Two of the canvases, already completed, showcase an innocent child and a majestic, goddess-like creature whom Bill identifies as “Mother Africa, regal. … This Abyssinian maiden is paradise … perfect black womanhood.” The third painting will be this maiden’s opposite, representing “what the society has made out of our women.” Bill describes her as ignorant, unfeminine, coarse, rude, and vulgar: “There’s no hope for her.”
When Bill’s buddy, Sonny-man, and his wife, Cynthia, meet Tommy among the rioters, they’re sure they’ve found the perfect model for this lost soul. And when Tommy bounds into Bill’s pad, wearing a tacky wig and an outdated, mismatched sweater and skirt (courtesy of Dede Ayite, whose costumes are period-perfect), she certainly looks like someone who would inspire the disdain of educated, self-consciously progressive folks like Cynthia and Sonny-man — she’s a social worker, he’s a writer — during that era, or ours, for that matter.
The couple’s snooty assumptions, and Bill’s, are only confirmed when Tommy opens her mouth and begins complaining, loudly and in sometimes profane terms, about the chaos and unrest out on the streets, evidenced by occasional but sharp jolts in Bill Toles’s sound design.

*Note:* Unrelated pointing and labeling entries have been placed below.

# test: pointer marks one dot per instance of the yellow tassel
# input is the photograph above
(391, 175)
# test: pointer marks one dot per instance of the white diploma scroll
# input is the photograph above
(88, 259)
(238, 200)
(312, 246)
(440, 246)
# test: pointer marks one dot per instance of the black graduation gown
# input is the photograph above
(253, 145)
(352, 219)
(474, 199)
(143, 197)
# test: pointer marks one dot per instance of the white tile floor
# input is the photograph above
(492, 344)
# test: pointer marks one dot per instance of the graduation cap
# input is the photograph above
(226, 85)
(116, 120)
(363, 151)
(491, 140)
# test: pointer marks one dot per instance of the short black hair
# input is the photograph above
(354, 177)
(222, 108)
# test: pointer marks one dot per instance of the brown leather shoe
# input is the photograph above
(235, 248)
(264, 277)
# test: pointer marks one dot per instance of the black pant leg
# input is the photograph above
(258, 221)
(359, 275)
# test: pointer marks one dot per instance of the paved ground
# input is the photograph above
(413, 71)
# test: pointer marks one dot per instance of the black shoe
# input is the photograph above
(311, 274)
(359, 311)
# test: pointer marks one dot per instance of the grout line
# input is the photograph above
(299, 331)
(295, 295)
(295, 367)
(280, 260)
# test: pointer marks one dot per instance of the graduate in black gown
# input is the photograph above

While the artist and his pals may see the pandemonium as the crass but justified behavior of the great unwashed — those equally oppressed but less enlightened — for Tommy, it’s an infringement that affects her quality of life.
We sense from the start that Tommy is sharper than the others give her credit for, but it’s not until she and Bill are left alone that we see her flower fully, as Bill, in contrast, expresses a world view that’s not only simplistic but markedly sexist. Yet unlike those who would mock her, Tommy, and Childress, offer true enlightenment, and the possibility of redemption, in lieu of judgment.
Ms. Washington, in a spellbinding performance, makes her character’s arc as credible as it is exhilarating. Hilarious in her early moments, her Tommy doesn’t transform so much as cast off her shell, revealing a soulful intelligence and, yes, dignity that defy any number of stereotypes concerning race, class, and gender.
Grantham Coleman’s Bill is a fine foil, his slick self-assurance gradually melting under Tommy’s warmth and light; Lakisha May’s elegant Cynthia and Brooks Brantly’s blithely swaggering Sonny-man evolve with similar grace. Milton Craig Nealy brings a grizzled poignance to a fifth character, simply called Oldtimer, an aging drifter; Tommy, notably, is the only character who asks his name.
“I like to know who I’m meetin’,” Tommy explains — and, plainly, to acknowledge and respect the distinct humanity in every person. “Wine in the Wilderness” advises we all do the same, with a wit and beauty that are fully served in this must-see production.